Sunday, December 11, 2011

The Three Stooges Vs. Don Quixote


I fight a battle every day. Well, actually myriad, but this one is the big one. Well, not really the big big one but a Lieutenant Colonel in an army of Generals.

The big big one is my vision, or lack thereof. It fights on two fronts, the obvious head on assault screaming at me as it charges “You can’t see shit, you can’t see shit, nanny nanny boo boo”, holding its fingers in the shape of an ‘L’ against it’s forehead, demeaning me at the same time it throws its weapons at me. And the flanking maneuver, surprising me almost daily with little arrows thrown from the shadows; Words disappear on the page, ten feet are gone and I can no longer recognize my kids from 15 feet away by the way they move, now they must be five feet away. It is a sneaky and vile method of warfare and one I know I have no chance of holding my own at, much less winning but just can’t seem to quit fighting. In this case every new defeat steels my determination. I am Don Quixote but my donkey keeps pissing on my bedroll at night.

The big one, the one this writing is about, is depression. I have seen pictorial representations of depression and they are always dark and moody, coloring the periphery with grays and blacks, or hulking, overpowering shapeless beasts that cover and smother and drown.

My depression manifests itself more as an imp, a poltergeist, a malicious sprite. Hiding in nooks and crannies waiting to jump out, slap me around and disappear again under the love seat or out the car window. I know this won’t kill me, I know I can continue to live my life and enjoy giant swaths of it, I KNOW that this little bastard can’t do anything more than rattle me but it is so damn good at it that it is wearing me down.

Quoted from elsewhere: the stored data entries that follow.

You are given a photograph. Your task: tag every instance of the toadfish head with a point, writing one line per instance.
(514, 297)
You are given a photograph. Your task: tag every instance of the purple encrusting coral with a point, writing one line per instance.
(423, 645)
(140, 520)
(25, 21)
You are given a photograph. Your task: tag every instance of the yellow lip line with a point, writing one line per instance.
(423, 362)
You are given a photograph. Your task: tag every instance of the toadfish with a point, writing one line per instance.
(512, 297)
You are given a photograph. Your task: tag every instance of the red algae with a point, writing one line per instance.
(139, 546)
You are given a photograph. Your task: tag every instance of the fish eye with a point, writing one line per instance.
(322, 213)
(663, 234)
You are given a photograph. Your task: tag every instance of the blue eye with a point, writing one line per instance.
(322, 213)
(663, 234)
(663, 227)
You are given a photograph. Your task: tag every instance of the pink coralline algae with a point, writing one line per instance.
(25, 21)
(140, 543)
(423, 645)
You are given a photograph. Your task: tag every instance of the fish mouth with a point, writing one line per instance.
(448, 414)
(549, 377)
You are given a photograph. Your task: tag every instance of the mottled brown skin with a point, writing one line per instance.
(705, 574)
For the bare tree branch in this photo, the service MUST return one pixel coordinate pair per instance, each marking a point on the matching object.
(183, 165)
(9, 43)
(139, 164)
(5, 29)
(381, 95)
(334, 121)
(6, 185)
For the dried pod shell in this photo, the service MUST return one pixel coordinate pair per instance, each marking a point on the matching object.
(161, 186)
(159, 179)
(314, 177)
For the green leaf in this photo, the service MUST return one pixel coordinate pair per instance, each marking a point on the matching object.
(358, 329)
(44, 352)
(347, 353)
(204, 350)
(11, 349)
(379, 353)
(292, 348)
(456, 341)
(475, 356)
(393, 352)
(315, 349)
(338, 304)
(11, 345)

Like a tiny vaguely painful cavity it reminds me that one wrong bite, wrong step, miscalculation or assumption and it will be there, grinning, slapping, yanking my hair and poking my eyes before popping out of my life in an instant leaving me blinking furiously, growing a bruise, shaken and confused. Picture the Three Stooges rolled into one vaguely poopy smelling creature and me, Don Quixote with a urine soaked blanket. Depression does, indeed, stink.

1 comment:

  1. Okay, I love this one. I wanted to continue, but it is hard to write about depression when I am laughing out loud at my own description of it. :) Yep folks, I crack myself up.